Cosmetic injectables and beauty therapies
Less invasive procedures can also come with risks.
Dermal fillers are used to plump facial features and reduce the appearance of lines and wrinkles. These procedures involve injecting collagen or fat under the skin. While fillers are considered minimally invasive, they can lead to pain, swelling, bruising, infection, and allergic reactions. Small lumps (nodules) can form under the skin, which can be difficult to treat. Other less common complications include scarring, skin damage and discolouration, and tissue death (necrosis), which can happen when the filler blocks or compresses a blood vessel.
Botox injections can reduce the appearance of facial wrinkles help manage conditions such as excessive sweating. The procedure involves injecting the Botulinum toxin into the skin where it blocks nerve signals, relaxing the targeted muscles. Be aware that Botox injections can potentially lead to unintended muscle weakness, causing the eyelid, eyebrow, or mouth to droop.
Chemical peels, dermabrasion, and skin rejuvenation aim to smooth the skin and reduce blemishes. They can cause redness, pain, itchiness, and skin pigmentation changes. Infection is also a risk, which can lead to scarring. In the days after having these procedures your skin will be more sensitive to sun damage. Remember to practice sun safety and stay out of the sun as much as possible, in accordance with your clinician’s advice.
Laser and intense pulsed light (IPL) services are used to remove hair and tattoos, reduce the appearance of capillaries, freckles, scars, and make other changes to the skin’s appearance. Short-term reactions like redness and swelling are common, and it’s important to protect your skin from the sun in the days after a service. Light-based cosmetic services can result in serious injury if performed incorrectly, including burns, infection, eye damage, blistering, skin pigmentation changes, and permanent scarring.
Cosmetic surgery is just like any other surgery – complications can arise, and it’s important to weigh these up with the benefits of the procedure.
Pain, bruising and swelling are expected after surgery.
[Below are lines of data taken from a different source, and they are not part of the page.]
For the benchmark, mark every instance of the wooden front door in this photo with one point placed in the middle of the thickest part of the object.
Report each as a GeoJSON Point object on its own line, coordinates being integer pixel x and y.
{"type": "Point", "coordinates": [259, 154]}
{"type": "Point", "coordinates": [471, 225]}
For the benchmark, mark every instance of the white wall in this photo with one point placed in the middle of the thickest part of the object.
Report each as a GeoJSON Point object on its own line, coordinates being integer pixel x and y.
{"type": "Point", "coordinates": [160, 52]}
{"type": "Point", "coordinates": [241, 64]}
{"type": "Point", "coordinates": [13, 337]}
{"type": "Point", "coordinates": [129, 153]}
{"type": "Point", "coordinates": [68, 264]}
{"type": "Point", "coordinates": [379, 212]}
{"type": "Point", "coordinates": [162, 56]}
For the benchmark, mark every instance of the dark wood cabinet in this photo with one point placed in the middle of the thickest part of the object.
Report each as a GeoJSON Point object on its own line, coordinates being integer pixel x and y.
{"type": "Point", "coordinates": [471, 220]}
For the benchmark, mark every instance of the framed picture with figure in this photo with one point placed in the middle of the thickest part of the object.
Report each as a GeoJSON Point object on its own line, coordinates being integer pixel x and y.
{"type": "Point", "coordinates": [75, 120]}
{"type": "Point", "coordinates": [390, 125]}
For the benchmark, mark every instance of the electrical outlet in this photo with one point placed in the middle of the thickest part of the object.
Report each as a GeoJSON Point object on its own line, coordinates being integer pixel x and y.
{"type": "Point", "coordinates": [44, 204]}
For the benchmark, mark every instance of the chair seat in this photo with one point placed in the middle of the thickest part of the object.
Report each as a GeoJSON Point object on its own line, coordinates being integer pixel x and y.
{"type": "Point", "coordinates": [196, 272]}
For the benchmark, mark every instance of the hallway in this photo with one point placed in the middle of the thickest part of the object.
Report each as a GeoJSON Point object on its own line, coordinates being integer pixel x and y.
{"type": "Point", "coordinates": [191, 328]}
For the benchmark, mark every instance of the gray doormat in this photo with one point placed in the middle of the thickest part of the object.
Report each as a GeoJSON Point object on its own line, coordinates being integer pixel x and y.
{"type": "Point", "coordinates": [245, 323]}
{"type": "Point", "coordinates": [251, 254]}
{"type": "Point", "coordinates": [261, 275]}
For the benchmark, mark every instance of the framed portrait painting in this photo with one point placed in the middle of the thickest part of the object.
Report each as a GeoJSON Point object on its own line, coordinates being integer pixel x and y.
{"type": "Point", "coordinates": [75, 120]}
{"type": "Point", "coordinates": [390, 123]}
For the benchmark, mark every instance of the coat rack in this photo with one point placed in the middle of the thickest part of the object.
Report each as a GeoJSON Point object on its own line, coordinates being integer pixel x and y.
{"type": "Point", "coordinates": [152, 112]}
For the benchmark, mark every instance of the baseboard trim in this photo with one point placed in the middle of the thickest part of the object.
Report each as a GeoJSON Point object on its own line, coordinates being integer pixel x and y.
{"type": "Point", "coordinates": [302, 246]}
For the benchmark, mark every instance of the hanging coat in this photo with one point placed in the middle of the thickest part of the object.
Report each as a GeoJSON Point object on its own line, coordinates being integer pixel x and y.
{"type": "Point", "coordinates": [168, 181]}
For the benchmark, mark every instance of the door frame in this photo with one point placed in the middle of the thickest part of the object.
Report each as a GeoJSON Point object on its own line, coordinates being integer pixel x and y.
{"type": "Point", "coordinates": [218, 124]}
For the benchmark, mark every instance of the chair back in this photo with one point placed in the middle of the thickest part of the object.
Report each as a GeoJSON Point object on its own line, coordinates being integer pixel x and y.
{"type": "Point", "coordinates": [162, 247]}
Heavy bleeding can occur, and there’s a chance you’ll have an adverse reaction to anaesthesia or medical materials used in your treatment. Infection is one of the most common complications of surgery, and of course, you’ll be left with some scarring.
Blood and body fluid can pool under the skin post-surgery. Known as hematomas and seromas, they are among the most common complication of facelifts, breast augmentations, tummy tucks, liposuction and other body contouring procedures. Additional surgeries may be needed to treat haematomas, while seromas are usually drained with a needle to reduce the risk of infection.
Deep vein thrombosis (DVT) is a blood clot that typically forms in the legs. Being bedridden after surgery increases your risk of DVT, as does having multiple procedures at once. DVTs can potentially detach from the vein and travel to the lungs, which can be life-threatening.
Liposuction involves sucking fat from target areas – commonly the belly, arms, thighs, or buttocks. It’s an invasive procedure that can be painful and requires lengthy post-operative care. Many complications can arise including infection, excessive fluid loss leading to shock, and damage to muscles, blood vessels, and organs.
Breast, buttock and other implants can be used to alter our body shape. It’s possible that implants might rupture, leak, deflate, or move from their original position. These complications can be painful and carry a risk of inflammation, infection and scar tissue formation. Damaged implants usually require corrective surgery.
Making the right decision for you
When it comes to our bodies and our health, it’s important to be informed.
Take the time to talk with your GP and other health professionals – they can help you navigate different options so you can make health decisions that are right for you.